The built-in FSML has a few short-comings making it non-ideal for all scientific formatting tasks:

  • The built-in FSML lacks certain features around rounding and presenting floats based on significant figures (as opposed to precision) which makes it challenging to apply certain formatting strategies.
    • It is possible to specify sig figs for formatting using the e and gbuilt in formatting modes, but it is impossible to format numbers according to a specific number of sig figs while also presenting the numbers in fixed point format. Specifically, it is impossible to coerce the string formatting to perform rounding "above the decimal point". There is no way to format 123 to yield '120'. You can use f'{123:#.4g}' to get '123.0' (4 sig figs), but if you do f'{123:#.2g}' you get '1.2e+02'. This is because built-in float formatting does not allow formatting to perform rounding/truncation above the decimal point.
    • The # option is necessary to format to a specified number of sig figs in g mode (which must be used if you want any possibility of fixed-point sig fig formatting) but, this option means mantissa with no fractional part will include a trailing decimal point, e.g. f'{123:#.3g}' gives 123. which may be undesirable.
  • While built-in formatting does provide a means to fill a string to a certain overall width (including all non-numeric symbols), it does not provide a means to fill a string up to a certain digit place, e.g. add zeros up to the hundreds place which may sometimes be desirable.
  • In the sciences it is very common to display numbers in engineering notation in which the exponent is chosen so that it is an integer multiple of 3 and the mantissa is between 0.1 <= m < 1000. Built-in formatting has no functionality for this feature. See NIST Guide to the SI 7.9 for more details.
  • The built-in formatting has limited functionality for customizing the separation and decimal characters used to display numbers.

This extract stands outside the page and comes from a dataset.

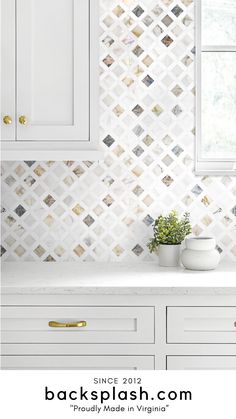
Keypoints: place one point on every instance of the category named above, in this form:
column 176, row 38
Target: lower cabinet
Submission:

While these shortcomings are all minor, and can be worked around with simple helper functions, it would be most convenient if scientific float formatting could be easily accessed in-line during string formatting operations. This motivated the development of the sciform FSML.

sciform Format Specification Mini Language

sciform introduces a new FSML based on the built-in FSML but which avoids the shortcomings described above and includes a few additional features. These features include:

  • Flexible significant figure formatting
  • Engineering notation
  • Binary (base-2) exponent formatting
  • Flexible separator selection
  • Explicit exponent value specification

The sciform FSML is based on the built-in FSML, but it is not fully backwards compatible with it. For the sake of simplicity, some format specifications that are valid for the built-in FSML are invalid for the sciform FSML. Also, a valid built-in format specification may give different results when used as part of the built-in FSML compared to when used as part of the sciform FSML. These incompatibilities are captured in a section below.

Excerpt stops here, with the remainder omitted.